Our 3 year old needed heart surgery, we did it in November. Gabby was very sick and we lived in the hospital for a month trying to juggle the girls. One of us would spend the night with Gabby and the other would go home with Izzy, then come the next day at lunch time. It was hard on everyone but especially hard on Izzy. We were really drowning for a very long time. The orphanage behaviors are pretty rough. This was NOTHING like my bio kids. Please don’t be fooled, I know you will hear a lot of rainbow and unicorn stories (I did too) there have been precious few rainbows here I tell you.

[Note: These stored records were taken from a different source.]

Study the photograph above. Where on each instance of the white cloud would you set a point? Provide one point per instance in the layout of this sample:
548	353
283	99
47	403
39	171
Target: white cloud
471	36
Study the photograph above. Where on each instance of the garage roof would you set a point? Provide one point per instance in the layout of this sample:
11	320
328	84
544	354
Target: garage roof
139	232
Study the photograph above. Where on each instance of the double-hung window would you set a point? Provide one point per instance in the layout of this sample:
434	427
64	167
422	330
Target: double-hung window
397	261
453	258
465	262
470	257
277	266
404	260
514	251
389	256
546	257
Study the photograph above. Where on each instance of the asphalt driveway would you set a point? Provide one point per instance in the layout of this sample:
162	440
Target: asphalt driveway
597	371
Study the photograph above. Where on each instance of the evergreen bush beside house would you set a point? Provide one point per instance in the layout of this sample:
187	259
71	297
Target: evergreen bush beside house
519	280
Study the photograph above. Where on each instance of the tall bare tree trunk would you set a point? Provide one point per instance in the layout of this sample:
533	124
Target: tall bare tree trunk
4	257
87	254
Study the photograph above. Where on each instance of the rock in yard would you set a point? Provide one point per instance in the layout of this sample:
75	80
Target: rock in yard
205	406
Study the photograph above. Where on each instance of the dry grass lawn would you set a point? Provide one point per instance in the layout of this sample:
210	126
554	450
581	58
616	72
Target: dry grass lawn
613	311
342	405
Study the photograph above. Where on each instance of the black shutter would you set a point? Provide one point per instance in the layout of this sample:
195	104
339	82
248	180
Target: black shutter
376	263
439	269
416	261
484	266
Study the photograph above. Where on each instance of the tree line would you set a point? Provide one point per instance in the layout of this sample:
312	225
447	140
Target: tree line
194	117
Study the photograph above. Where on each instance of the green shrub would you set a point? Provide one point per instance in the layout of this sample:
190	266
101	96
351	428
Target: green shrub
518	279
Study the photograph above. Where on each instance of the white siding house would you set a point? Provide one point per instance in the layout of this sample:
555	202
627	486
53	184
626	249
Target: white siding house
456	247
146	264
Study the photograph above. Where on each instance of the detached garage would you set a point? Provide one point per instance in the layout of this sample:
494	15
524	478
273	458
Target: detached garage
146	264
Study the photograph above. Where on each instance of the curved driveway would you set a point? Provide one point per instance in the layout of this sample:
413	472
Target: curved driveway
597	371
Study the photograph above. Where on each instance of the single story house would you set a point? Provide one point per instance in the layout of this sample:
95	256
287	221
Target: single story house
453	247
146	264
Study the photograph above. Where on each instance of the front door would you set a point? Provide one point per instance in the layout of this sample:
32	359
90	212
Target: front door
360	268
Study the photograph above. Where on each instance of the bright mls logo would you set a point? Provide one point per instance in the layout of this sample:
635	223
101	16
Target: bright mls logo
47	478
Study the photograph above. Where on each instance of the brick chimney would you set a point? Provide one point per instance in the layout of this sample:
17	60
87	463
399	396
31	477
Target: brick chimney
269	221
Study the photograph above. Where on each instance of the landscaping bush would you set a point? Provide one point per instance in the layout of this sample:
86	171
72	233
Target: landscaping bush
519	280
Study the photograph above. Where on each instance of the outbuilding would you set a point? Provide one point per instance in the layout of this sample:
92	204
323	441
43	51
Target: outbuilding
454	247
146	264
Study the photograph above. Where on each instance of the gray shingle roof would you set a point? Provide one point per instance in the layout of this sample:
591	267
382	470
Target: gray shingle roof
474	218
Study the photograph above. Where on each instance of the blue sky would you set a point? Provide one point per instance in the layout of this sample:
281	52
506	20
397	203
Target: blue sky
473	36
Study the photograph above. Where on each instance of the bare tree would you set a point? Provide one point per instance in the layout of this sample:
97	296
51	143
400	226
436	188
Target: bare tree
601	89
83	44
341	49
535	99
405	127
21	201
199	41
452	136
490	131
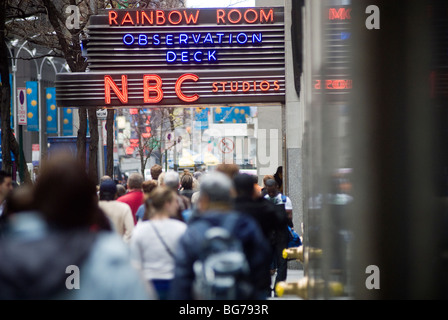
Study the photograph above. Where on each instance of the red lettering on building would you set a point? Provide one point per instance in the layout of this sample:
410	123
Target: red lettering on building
339	14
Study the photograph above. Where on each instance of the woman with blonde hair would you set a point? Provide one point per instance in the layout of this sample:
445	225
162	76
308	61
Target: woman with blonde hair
156	238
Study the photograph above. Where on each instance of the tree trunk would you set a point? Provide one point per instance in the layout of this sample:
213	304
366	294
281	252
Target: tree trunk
93	145
8	141
81	141
110	143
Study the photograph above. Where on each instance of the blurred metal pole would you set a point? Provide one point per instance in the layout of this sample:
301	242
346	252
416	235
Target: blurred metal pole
394	134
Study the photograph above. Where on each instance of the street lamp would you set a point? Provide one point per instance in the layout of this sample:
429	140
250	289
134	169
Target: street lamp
39	67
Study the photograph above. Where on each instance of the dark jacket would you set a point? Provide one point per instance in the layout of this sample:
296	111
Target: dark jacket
255	247
263	212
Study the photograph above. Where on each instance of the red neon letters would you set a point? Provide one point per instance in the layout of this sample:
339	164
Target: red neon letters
179	92
156	17
148	87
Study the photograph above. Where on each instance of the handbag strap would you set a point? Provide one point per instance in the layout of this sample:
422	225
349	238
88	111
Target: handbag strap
161	240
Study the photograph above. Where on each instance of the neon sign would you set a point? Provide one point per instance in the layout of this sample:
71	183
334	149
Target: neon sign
180	57
176	17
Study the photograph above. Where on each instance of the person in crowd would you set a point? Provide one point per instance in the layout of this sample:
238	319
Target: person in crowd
156	239
119	213
134	196
278	177
147	187
215	206
121	190
19	200
229	169
282	233
266	178
249	202
171	180
156	170
186	185
6	187
59	256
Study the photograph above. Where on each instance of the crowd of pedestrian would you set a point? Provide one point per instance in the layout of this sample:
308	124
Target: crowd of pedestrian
66	238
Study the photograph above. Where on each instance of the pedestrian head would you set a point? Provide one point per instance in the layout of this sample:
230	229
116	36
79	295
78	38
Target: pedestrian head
244	185
187	181
266	178
108	190
271	188
148	186
121	190
135	181
215	192
162	201
156	170
5	184
172	180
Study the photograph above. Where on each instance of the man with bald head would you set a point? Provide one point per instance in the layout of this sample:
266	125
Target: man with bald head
215	207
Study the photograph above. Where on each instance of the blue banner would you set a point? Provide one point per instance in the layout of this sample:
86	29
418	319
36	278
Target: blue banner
231	114
52	113
32	105
11	109
67	119
201	118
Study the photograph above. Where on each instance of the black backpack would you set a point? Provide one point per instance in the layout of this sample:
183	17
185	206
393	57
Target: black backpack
222	270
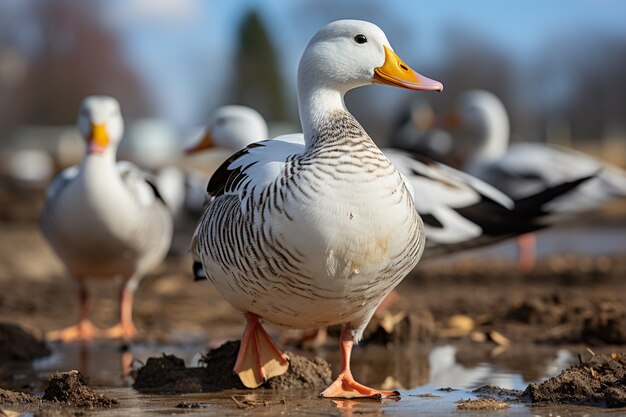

Because Izzy was so mistreated our life is nothing close to normal. If we go to the zoo for instance we will pay for three days straight with tons of screaming (even though she has been worn). A family BBQ or visiting relatives (who do not pick her up) cause a huge upset and 2-3 days of screaming. This is great when you have more than one child. Izzy will be 24/7 care forever and will never be independent. We were not prepared for that. We did therapy 6-8 appointments a week for the two girls (1-2 for Gabby and the rest for Izzy), some weeks even more. I was not prepared for how isolated you are when you cocoon, or how much I would really miss my husband while he was right there. The kids suck up every moment, every ounce of energy.
It is far more work than it seems like it will be. Ask yourself: What will you do if they hate each other? What if you have one like I do with severe cognitive/sensory/behavioral issues? Many problems are not even apparent until the kids have been home for a while. What if one is a bully to the other?